Au niveau du gouvernement et notamment du ministère de l’Enseignement supérieur, on explore des pistes de solutions ou simplement de garde-fous qui empêcheraient presque l’étudiant de rester en Europe et le contraindraient de rentrer au pays. « Avec certains pays avec lesquels nous avons déjà ébauché des partenariats, vos diplômes ne vous seront plus délivrés en Europe. Quand vous finirez vos études, vos diplômes seront envoyés au Togo et c’est l’ambassade représentant le pays où vous avez étudié, qui solennellement vous le remettra », a fait savoir le ministre aux étudiants.

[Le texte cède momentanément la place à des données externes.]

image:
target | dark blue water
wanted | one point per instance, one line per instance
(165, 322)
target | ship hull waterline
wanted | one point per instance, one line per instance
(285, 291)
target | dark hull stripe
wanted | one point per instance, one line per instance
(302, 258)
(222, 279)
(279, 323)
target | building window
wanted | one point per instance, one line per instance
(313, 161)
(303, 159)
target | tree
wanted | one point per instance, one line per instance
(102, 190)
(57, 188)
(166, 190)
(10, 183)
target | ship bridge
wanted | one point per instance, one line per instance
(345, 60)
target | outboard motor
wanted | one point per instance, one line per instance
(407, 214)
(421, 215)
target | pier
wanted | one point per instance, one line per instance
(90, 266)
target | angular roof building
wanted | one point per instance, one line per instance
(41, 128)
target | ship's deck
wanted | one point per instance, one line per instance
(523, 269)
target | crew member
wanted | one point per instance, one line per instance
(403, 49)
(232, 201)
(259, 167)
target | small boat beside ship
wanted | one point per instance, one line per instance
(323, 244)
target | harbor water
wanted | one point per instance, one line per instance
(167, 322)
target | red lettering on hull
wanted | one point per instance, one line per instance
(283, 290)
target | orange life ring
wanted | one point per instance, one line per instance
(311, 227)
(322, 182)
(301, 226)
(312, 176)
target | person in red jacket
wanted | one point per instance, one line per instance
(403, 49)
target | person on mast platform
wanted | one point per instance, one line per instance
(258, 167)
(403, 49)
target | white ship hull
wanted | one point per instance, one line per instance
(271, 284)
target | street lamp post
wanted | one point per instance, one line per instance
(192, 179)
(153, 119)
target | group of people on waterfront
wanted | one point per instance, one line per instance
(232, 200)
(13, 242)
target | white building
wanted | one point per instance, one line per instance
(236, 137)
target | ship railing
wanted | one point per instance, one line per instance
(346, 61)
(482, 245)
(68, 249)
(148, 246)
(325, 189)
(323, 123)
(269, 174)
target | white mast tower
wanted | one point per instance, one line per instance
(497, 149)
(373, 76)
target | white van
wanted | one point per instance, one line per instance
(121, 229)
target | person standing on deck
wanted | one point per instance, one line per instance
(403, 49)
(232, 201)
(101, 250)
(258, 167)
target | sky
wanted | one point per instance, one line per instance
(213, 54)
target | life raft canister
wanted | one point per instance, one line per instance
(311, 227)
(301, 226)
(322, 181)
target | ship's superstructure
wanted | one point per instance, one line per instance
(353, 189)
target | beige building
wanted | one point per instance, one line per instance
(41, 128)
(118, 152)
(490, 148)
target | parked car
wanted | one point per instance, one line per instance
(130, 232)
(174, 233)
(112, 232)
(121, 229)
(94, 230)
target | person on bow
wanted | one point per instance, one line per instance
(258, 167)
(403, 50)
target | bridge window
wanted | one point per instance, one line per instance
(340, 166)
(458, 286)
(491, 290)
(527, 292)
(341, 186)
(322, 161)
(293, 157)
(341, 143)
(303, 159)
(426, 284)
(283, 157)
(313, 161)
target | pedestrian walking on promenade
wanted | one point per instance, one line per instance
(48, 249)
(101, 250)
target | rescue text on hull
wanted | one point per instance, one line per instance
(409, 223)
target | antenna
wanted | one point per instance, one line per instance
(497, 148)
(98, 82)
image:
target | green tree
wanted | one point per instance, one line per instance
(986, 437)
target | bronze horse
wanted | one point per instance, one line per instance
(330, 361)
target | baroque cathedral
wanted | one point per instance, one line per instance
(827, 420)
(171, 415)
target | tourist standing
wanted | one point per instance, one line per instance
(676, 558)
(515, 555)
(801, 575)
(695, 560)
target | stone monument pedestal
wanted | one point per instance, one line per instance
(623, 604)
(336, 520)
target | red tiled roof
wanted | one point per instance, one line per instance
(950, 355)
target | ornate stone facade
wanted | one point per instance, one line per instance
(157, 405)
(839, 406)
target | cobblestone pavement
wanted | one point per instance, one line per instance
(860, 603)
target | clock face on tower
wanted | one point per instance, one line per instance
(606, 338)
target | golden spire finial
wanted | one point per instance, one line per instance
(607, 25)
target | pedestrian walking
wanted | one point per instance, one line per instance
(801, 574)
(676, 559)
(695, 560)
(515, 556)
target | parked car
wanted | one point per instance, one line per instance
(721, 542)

L’accord de bourses d’études aux jeunes Togolais à coût de millions (individuellement) en Occident et leur refus de revenir servir le pays s’apparentent à un financement des pays riches par le Togo. « Nous n’allons plus continuer à dépenser des milliards pour financer des pays qui sont déjà plus riches que nous. Au bout du compte, on se demande, les bourses offertes par les Nations occidentales, est-ce que ça nous sert véritablement », a souligné Majesté Ihou Wateba. A l’en croire, ce ne sont d’ailleurs pas ces formés en Europe qui bâtissent le pays, mais les étudiants restés au pays. « Ceux qui bâtissent nos pays, ce ne sont pas les gens qui sont partis en Europe. La grande majorité, ce sont ceux qui ont étudié ici et qui y sont restés », a informé l’officiel.
Pour le ministre, il est nécessaire de faire un jour « ce débat qui enrichit l’Afrique, parce que nous voulons voir nos enfants revenir pour bâtir nos pays ». « Nous devons être suffisamment conscients du problème. Personne ne viendra construire le Togo à notre place. C’est pour ça que nous mettons tout en œuvre pour décourager ceux qui se serviront de la semaine de l’Europe pour en faire la semaine de l’immigration. Parce que nous devons revenir construire notre bien le plus cher qui est le Togo », a insisté le membre du gouvernement qui veut changer de paradigmes.
Dont acte.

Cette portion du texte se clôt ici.